Publié le par la freniere

Je viens de lire le cinq à sept du néant de Jean-Michel Sananès. Je m’accorde à ses mots comme on accorde un violon. Le pire n’est pas la mort, c’est de pouvoir mourir. Je m’accroche au stylo comme un oiseau à la branche d’un arbre, comme une main prise au bras d’un camarade, une prise de bec d’un pivert sur l’écorce d’un chêne. Je déboutonne la chemise des mots sur le torse du sens, la poitrine du silence, les épaules du printemps. Les feuilles apparaissent peu à peu. Suivront les fleurs et les fruits. Les oiseaux font leur nid où les œufs vont éclore. Dans l’invisible se prépare l’activité de naître. Le langage est toujours collectif, de l’intime au public. Le langage n’est pas un remède au malheur ni un outil de bonheur. C’est une pilule de magie, un comprimé d’espoir. Il a des rides de joie sur un visage de douleur.

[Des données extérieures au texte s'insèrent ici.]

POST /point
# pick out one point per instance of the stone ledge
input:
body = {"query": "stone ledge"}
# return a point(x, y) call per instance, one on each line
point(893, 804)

Parler n’est pas seulement ouvrir la bouche, c’est ouvrir les yeux, les bras, le corps tout entier. Ce n’est pas seulement bouger la langue, mais aussi les muscles et les tendons. Le langage reproduit l’étreinte et l’enfantement, les couleurs et la musique. Le langage montre son vrai visage entre les cuisses de la réalité. Le langage est dans les mains qui frappent, les jambes qui martèlent, le tissu verbal des mots. L’acquisition des mots et l’innéité des gestes nous permettent de devenir humain, de passer du corps à l’âme, de penser avec la tête et le langage, de faire des liens entre l’utérus et l’amour, les cicatrices et les tatouages. Le langage est l’espace même du silence. Nous n’avons pas toujours parlé.